Snow tracks intersect in a blizzard, hundreds of miles from home
MOVILLE, Iowa | Two drivers whose paths crossed hundreds of miles from home forged a bit of a friendship in the eye of a blizzard Monday afternoon.
Kevin Taylor, of Waterloo, Iowa, was on his way west to Fort Dodge, Iowa, when he pulled off U.S. Highway 20 at the 4 Way Stop Shop in Moville around 10 a.m. Taylor’s semi had gotten stuck twice while leaving the streets of Sioux City. With visibility diminishing by the minute, he pulled his empty flatbed into the expansive lot at the gas station/restaurant/refuge (on this day, at least).
“It was difficult to see,” said Taylor, a former music education major during his days as a student at the University of Northern Iowa, a school whose sweatshirt he wore this morning. “I had 44,000 pounds of steel on my truck coming out here to Sioux City. I’m empty going to Fort Dodge, so that can make things real difficult.”
Taylor unloaded at State Steel in downtown Sioux City after spending Sunday night in his truck. Sunday’s drive was fine, as he encountered only rain.
That rain changed to snow around 4 or 5 a.m. in Sioux City. It didn’t relent until the early-evening hours, a heavy, wet dose, maybe a foot or more, whipped by wind gusts approaching 50 miles per hour.
The conditions made for treacherous driving and resulted in the closing of interstates throughout Siouxland and the Midwest. Taylor learned of two semis being jack-knifed on Highway 20 near Sioux City shortly before noon.
“I may see if the snow quits and the wind dies down,” said Taylor, who had hoped to reach Bettendorf, Iowa, by day’s end. If that didn’t happen because of the weather, he’d live with it, as would the transportation company for which he works.
About that time, Nancy Reed walked through the front door at the 4 Way Stop Shop. She and her sister left Dubuque, Iowa, at 7 a.m. Monday and endured a rain-soaked drive the first hour. That rain gave way to sleet and slush before it turned to snow as they hit the western side of the state.

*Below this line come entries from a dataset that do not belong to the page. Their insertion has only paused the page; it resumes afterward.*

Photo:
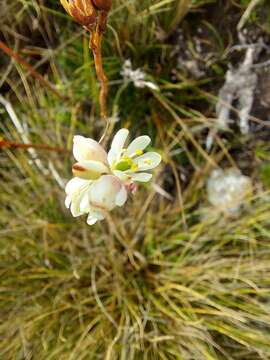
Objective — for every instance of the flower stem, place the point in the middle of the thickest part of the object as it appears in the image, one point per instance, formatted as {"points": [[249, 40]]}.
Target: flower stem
{"points": [[95, 46]]}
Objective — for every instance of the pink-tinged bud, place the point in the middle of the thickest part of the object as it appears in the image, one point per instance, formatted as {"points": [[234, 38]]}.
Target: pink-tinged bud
{"points": [[107, 193], [83, 12], [103, 4]]}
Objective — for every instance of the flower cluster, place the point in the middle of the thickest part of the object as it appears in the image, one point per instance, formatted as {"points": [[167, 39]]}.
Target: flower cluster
{"points": [[102, 180]]}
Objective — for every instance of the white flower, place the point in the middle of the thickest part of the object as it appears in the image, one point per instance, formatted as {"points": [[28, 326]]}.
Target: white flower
{"points": [[136, 76], [130, 164], [228, 190], [95, 198], [101, 180]]}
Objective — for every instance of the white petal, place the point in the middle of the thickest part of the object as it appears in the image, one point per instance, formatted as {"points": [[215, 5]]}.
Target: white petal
{"points": [[140, 143], [121, 197], [142, 177], [75, 184], [67, 202], [117, 145], [91, 220], [85, 203], [103, 192], [94, 216], [89, 169], [75, 208], [151, 85], [147, 161], [88, 149]]}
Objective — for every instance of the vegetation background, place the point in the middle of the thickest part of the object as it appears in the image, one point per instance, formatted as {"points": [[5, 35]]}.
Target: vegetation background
{"points": [[167, 277]]}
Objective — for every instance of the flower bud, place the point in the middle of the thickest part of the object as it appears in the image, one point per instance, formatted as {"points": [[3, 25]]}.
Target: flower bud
{"points": [[107, 193], [89, 169], [103, 4], [83, 12]]}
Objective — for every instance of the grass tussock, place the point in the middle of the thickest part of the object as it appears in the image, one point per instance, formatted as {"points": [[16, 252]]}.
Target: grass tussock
{"points": [[166, 277]]}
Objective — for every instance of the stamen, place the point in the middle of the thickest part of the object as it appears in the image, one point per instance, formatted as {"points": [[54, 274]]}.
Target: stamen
{"points": [[139, 152], [134, 167]]}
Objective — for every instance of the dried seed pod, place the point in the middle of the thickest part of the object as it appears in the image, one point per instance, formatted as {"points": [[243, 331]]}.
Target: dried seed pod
{"points": [[83, 12], [102, 4]]}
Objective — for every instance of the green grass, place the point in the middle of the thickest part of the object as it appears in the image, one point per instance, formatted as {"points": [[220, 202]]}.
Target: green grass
{"points": [[160, 279]]}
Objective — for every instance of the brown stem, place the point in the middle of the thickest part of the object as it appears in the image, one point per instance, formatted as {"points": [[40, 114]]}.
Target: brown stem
{"points": [[12, 144], [95, 46], [28, 67]]}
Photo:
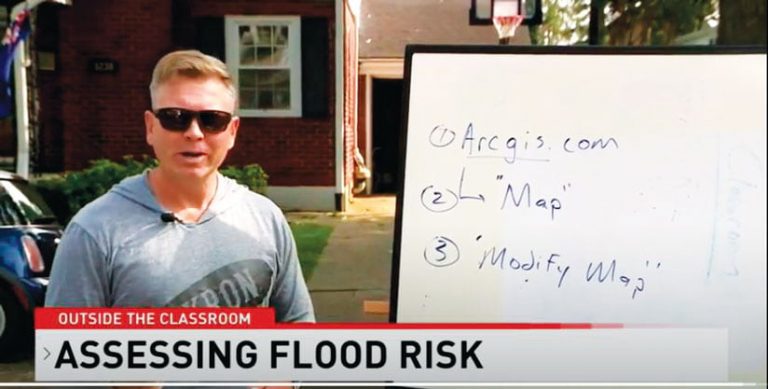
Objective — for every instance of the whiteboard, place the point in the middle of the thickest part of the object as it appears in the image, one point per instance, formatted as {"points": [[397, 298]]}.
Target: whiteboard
{"points": [[575, 185]]}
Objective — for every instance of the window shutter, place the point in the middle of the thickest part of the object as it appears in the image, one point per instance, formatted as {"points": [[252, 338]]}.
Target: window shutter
{"points": [[314, 67], [210, 36]]}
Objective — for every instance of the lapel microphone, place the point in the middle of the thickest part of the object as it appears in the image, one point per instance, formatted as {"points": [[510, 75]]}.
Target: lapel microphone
{"points": [[169, 217]]}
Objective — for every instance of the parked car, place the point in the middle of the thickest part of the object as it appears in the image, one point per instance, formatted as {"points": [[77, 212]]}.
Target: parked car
{"points": [[29, 234]]}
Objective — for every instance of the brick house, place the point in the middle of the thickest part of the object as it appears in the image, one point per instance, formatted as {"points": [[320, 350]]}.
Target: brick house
{"points": [[295, 64]]}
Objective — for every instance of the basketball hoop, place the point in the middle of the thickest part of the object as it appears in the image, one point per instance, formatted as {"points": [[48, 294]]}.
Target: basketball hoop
{"points": [[506, 26]]}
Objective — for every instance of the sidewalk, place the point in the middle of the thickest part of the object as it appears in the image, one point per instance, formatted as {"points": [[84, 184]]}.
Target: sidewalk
{"points": [[356, 264]]}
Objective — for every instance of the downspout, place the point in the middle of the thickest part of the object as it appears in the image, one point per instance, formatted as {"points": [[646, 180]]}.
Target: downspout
{"points": [[20, 91], [340, 193]]}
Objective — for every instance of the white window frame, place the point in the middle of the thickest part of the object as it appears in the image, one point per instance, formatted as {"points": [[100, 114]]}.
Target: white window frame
{"points": [[232, 44]]}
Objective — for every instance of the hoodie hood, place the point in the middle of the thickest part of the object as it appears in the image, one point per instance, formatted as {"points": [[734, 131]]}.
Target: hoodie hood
{"points": [[136, 190]]}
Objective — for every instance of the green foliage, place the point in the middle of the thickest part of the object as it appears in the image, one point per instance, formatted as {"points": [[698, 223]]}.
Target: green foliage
{"points": [[67, 193], [625, 22], [252, 176], [565, 23], [311, 239], [654, 22]]}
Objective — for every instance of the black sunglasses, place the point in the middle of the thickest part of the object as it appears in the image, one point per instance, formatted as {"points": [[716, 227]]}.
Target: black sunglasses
{"points": [[179, 119]]}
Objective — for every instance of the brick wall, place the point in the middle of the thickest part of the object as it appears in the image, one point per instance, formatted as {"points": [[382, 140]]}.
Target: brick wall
{"points": [[100, 115], [350, 96]]}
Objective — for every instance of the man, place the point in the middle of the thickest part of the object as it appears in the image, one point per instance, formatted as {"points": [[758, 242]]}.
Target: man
{"points": [[182, 234]]}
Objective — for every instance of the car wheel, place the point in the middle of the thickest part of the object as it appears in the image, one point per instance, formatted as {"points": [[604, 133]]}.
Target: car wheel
{"points": [[11, 326]]}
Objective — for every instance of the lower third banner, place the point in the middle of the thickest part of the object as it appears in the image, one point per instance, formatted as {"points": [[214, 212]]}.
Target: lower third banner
{"points": [[246, 345]]}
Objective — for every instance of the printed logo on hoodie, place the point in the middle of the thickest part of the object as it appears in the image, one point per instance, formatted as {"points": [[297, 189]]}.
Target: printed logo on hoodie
{"points": [[241, 284]]}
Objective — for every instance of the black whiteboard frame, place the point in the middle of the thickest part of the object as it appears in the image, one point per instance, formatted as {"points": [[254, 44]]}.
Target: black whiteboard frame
{"points": [[410, 50]]}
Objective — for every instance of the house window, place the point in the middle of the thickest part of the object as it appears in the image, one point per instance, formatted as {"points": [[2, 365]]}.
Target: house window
{"points": [[264, 57]]}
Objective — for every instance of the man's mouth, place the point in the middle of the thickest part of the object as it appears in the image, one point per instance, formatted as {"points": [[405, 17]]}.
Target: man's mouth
{"points": [[191, 154]]}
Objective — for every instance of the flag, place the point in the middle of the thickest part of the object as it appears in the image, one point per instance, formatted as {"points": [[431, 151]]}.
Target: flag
{"points": [[18, 31]]}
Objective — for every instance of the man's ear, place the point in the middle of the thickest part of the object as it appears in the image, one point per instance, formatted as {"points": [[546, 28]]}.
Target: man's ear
{"points": [[149, 124], [234, 125]]}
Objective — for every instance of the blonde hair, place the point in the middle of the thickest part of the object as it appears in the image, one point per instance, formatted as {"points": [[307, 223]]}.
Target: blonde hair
{"points": [[190, 64]]}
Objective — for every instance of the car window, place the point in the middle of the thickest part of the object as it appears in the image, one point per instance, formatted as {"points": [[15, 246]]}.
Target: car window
{"points": [[21, 204]]}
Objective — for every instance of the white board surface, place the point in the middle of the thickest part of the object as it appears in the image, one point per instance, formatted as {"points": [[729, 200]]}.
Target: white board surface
{"points": [[590, 187]]}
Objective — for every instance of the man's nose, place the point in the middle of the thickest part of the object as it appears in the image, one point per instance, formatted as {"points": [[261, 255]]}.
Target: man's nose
{"points": [[194, 132]]}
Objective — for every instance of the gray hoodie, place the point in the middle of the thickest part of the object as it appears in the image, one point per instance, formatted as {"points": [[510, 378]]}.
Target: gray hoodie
{"points": [[118, 252]]}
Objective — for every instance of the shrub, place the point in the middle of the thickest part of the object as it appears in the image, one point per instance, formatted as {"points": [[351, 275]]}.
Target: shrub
{"points": [[67, 193], [252, 176]]}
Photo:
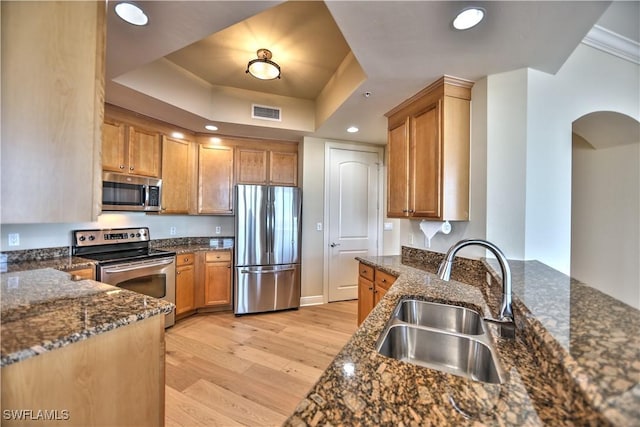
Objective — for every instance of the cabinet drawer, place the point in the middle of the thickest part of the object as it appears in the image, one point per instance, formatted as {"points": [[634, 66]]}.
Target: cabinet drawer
{"points": [[215, 256], [384, 280], [366, 271], [184, 259]]}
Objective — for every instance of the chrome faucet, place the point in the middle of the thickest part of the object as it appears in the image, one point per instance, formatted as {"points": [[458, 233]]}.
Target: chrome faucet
{"points": [[505, 320]]}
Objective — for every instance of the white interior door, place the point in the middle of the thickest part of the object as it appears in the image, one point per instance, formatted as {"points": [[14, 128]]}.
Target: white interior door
{"points": [[352, 222]]}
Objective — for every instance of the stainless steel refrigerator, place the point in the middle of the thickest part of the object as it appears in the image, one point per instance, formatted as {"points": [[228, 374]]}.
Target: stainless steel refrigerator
{"points": [[267, 248]]}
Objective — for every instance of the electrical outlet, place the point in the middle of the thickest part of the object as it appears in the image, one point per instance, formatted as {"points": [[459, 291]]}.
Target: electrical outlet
{"points": [[14, 239]]}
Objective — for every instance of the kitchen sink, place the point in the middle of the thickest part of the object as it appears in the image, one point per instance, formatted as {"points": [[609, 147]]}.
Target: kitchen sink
{"points": [[441, 316], [443, 337]]}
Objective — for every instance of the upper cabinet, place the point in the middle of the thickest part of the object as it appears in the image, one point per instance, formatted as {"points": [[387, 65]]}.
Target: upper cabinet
{"points": [[267, 164], [52, 110], [130, 149], [215, 180], [428, 153]]}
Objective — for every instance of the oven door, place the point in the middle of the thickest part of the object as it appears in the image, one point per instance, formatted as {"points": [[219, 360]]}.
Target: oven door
{"points": [[155, 278]]}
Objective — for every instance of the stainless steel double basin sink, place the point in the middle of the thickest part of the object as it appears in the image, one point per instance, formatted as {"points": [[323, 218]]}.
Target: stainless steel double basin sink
{"points": [[443, 337]]}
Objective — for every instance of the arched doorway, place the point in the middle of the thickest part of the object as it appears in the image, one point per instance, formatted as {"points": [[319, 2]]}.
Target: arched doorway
{"points": [[605, 204]]}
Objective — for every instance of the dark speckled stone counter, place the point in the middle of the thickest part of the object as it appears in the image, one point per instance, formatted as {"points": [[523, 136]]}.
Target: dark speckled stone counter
{"points": [[551, 380], [42, 310]]}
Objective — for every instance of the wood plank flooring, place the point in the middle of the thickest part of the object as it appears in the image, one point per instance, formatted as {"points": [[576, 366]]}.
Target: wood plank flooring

Luckily, she said, they followed a snowplow for several miles before pulling off the roadway at Moville.
Reed’s destination: Casper, Wyoming, to pick up a family member. “It’s a 14-hour drive, 800-some miles,” said Reed, who works at Loras College in Dubuque.
Reed checked road conditions and sought the advice of Taylor, who, in no uncertain terms, advised they park the van for a while, at least until the snow let up.
“I wish we would have left on Sunday,” she said, indicating that, despite the truck driver’s warning, they might press westward.
“I like to call myself adventurous,” she said.
Taylor nodded and checked the weather. “I guess maybe I’d be more adventurous if I owned the truck,” he said.
The two chatted about college life and their working careers, a pair of northeast Iowans whose paths intersected on a dangerous day along Highway 20.
Andy Dose, the owner of the 4 Way Stop Shop, shared information about the highways while ringing up a fuel purchase for Reed. Dose’s truck, an old snowplow he bought from the City of Anthon, sat not 15 feet from the front door, catching its breath during its busiest day of the season.